What Bob Bork taught us was to look for inconsistencies in the way that the law is employed and/or how government is run. If you find these, you often have a Con Law problem and possibly a major social problem. If the state says that all men are created equal and then allows, even endorses, one race owning the body of men and women of another race, there’s going to be a crisis. We can call it the War Between the States.

This comes to mind because of the so-called “opioid epidemic” as to which media and government figures are screaming bloody murder and rightly so. Thousands of Americans dying because they want to change their moods and thus take fentanyl or overdoses of heroin, thousands more made into languid skeletons, the living dead — that’s no joke.

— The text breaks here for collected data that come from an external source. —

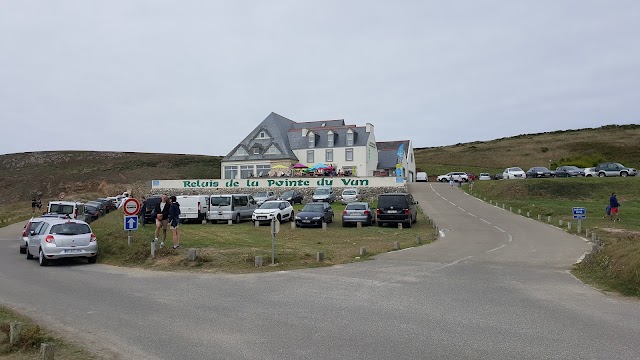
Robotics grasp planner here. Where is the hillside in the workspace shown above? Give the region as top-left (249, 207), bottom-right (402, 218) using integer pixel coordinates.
top-left (415, 125), bottom-right (640, 176)
top-left (0, 151), bottom-right (221, 204)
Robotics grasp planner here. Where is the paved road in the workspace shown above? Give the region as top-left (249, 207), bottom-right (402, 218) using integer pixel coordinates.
top-left (0, 183), bottom-right (640, 359)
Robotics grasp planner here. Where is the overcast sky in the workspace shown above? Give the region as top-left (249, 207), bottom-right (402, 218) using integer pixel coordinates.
top-left (0, 0), bottom-right (640, 155)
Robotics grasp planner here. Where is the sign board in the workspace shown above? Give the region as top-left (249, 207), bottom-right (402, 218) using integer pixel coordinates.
top-left (124, 215), bottom-right (138, 230)
top-left (122, 198), bottom-right (140, 215)
top-left (573, 208), bottom-right (587, 220)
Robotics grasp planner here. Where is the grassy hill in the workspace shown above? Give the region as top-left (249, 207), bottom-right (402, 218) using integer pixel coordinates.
top-left (415, 125), bottom-right (640, 176)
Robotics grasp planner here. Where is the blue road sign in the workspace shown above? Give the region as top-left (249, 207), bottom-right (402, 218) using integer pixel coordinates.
top-left (124, 215), bottom-right (138, 230)
top-left (573, 208), bottom-right (587, 220)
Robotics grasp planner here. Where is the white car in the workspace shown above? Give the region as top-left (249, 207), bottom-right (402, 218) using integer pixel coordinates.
top-left (438, 171), bottom-right (469, 182)
top-left (502, 167), bottom-right (527, 180)
top-left (251, 200), bottom-right (294, 223)
top-left (27, 219), bottom-right (98, 266)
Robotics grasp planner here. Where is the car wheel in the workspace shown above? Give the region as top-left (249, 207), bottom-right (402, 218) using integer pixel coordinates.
top-left (38, 249), bottom-right (49, 266)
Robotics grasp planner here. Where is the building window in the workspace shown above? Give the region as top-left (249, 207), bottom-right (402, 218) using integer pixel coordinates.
top-left (347, 130), bottom-right (353, 146)
top-left (256, 165), bottom-right (271, 177)
top-left (324, 149), bottom-right (333, 162)
top-left (224, 166), bottom-right (238, 179)
top-left (240, 165), bottom-right (253, 179)
top-left (344, 148), bottom-right (353, 161)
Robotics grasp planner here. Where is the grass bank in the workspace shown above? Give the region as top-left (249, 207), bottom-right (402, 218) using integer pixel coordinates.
top-left (465, 178), bottom-right (640, 297)
top-left (0, 306), bottom-right (98, 360)
top-left (91, 204), bottom-right (435, 273)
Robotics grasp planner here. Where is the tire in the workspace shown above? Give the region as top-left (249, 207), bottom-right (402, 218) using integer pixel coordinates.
top-left (38, 249), bottom-right (49, 266)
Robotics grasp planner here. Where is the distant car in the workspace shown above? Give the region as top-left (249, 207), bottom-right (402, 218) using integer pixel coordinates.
top-left (296, 202), bottom-right (333, 227)
top-left (27, 219), bottom-right (98, 266)
top-left (342, 202), bottom-right (376, 226)
top-left (595, 162), bottom-right (638, 177)
top-left (278, 190), bottom-right (304, 205)
top-left (437, 171), bottom-right (469, 182)
top-left (251, 200), bottom-right (294, 223)
top-left (502, 167), bottom-right (527, 180)
top-left (253, 191), bottom-right (277, 206)
top-left (556, 165), bottom-right (585, 177)
top-left (526, 166), bottom-right (555, 178)
top-left (340, 188), bottom-right (360, 205)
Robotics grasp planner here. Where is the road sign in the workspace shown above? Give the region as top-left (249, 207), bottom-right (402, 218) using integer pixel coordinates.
top-left (573, 208), bottom-right (587, 220)
top-left (124, 215), bottom-right (138, 230)
top-left (122, 198), bottom-right (140, 215)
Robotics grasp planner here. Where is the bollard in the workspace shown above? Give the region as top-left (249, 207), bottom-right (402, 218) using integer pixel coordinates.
top-left (9, 322), bottom-right (22, 346)
top-left (40, 343), bottom-right (56, 360)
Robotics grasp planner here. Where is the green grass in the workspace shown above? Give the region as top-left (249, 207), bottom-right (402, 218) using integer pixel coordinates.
top-left (0, 306), bottom-right (97, 360)
top-left (92, 204), bottom-right (435, 273)
top-left (465, 178), bottom-right (640, 297)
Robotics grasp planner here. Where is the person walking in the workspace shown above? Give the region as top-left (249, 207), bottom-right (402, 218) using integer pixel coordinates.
top-left (153, 194), bottom-right (170, 248)
top-left (609, 192), bottom-right (620, 221)
top-left (169, 196), bottom-right (180, 249)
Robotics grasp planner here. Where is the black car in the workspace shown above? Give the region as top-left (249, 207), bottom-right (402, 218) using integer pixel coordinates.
top-left (376, 193), bottom-right (418, 227)
top-left (556, 166), bottom-right (584, 177)
top-left (278, 190), bottom-right (304, 205)
top-left (527, 166), bottom-right (556, 178)
top-left (296, 202), bottom-right (333, 226)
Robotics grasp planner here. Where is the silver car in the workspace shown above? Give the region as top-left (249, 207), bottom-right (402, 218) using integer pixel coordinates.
top-left (27, 219), bottom-right (98, 266)
top-left (342, 202), bottom-right (376, 226)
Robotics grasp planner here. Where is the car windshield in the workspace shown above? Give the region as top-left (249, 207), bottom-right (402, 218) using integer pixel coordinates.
top-left (260, 202), bottom-right (281, 209)
top-left (51, 223), bottom-right (91, 235)
top-left (346, 204), bottom-right (367, 210)
top-left (302, 204), bottom-right (324, 212)
top-left (211, 196), bottom-right (231, 206)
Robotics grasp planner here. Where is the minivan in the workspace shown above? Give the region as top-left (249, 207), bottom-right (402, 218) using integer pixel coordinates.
top-left (207, 194), bottom-right (258, 224)
top-left (376, 193), bottom-right (418, 227)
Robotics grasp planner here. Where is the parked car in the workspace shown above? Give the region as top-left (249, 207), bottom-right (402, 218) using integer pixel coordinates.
top-left (342, 202), bottom-right (376, 226)
top-left (312, 186), bottom-right (336, 203)
top-left (278, 190), bottom-right (304, 205)
top-left (437, 171), bottom-right (469, 182)
top-left (556, 165), bottom-right (585, 177)
top-left (253, 191), bottom-right (277, 206)
top-left (595, 162), bottom-right (638, 177)
top-left (296, 202), bottom-right (333, 227)
top-left (207, 194), bottom-right (258, 224)
top-left (526, 166), bottom-right (555, 178)
top-left (376, 193), bottom-right (418, 227)
top-left (502, 167), bottom-right (526, 180)
top-left (251, 200), bottom-right (294, 223)
top-left (27, 218), bottom-right (98, 266)
top-left (340, 188), bottom-right (360, 205)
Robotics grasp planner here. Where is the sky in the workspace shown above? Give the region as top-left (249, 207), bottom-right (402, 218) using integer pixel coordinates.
top-left (0, 0), bottom-right (640, 155)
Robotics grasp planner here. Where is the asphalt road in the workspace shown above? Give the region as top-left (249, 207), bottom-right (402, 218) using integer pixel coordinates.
top-left (0, 183), bottom-right (640, 359)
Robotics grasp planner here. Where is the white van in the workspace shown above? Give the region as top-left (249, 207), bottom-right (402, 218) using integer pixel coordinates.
top-left (416, 172), bottom-right (429, 182)
top-left (47, 201), bottom-right (86, 221)
top-left (208, 194), bottom-right (258, 224)
top-left (176, 195), bottom-right (209, 222)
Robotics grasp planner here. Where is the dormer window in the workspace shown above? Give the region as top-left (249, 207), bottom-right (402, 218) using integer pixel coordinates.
top-left (347, 129), bottom-right (353, 146)
top-left (327, 131), bottom-right (335, 147)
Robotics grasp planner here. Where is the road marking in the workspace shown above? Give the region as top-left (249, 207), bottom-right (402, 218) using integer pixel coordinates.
top-left (485, 244), bottom-right (507, 252)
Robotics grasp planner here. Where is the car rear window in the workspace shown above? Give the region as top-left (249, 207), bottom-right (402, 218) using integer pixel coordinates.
top-left (378, 195), bottom-right (409, 208)
top-left (50, 223), bottom-right (91, 235)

So, I think we can assume that we are wary of Americans consuming substances that drastically change their minds and moods.

But then how can we eagerly advertise wine, beer, and liquor to Americans on TV and in print? Martinis change a woman’s mood quickly, as many of them have learned to their regret. Vodka and orange juice can make a man as high as if he were under anesthesia.

In fact, alcohol is metabolized in the brain to become something very like ether, a potent mood changer indeed. We’re trying to make young people behave responsibly about education and about sex. How come we allow massive advertising to them to sell them on using substances that break down responsible behavior in every area? We want college men to respect college women sexually. Then we have TV selling them booze that virtually guarantees that the men and the women won’t behave responsibly. Isn’t there some little bit of inconsistency there? We don’t want Americans dying of drug overdoses but we have tens of thousands of our fellow citizens dying of liver disease and drunk driving every year. Isn’t there some inconsistency there? Maybe some contempt for life?

Then there’s the elephant in the room: marijuana. We’re on a national race course to legalize marijuana as fast as we can in many states. It’s a big part of the program of many politicians. It’s considered hip, slick, and cool.

But modern-day marijuana is incredibly powerful. It’s so powerful it’s like LSD or psilocybin. It’s a genuine hallucinogenic. If a full grown man or woman smokes a joint or even a few puffs, he’s in a trance. That makes for wildly bad driving. It makes for putting millions of people into a torpid, utterly unproductive state of mind. It creates the living dead. In fact, I often think that the craze for zombie movies is really a sly mockery of marijuana.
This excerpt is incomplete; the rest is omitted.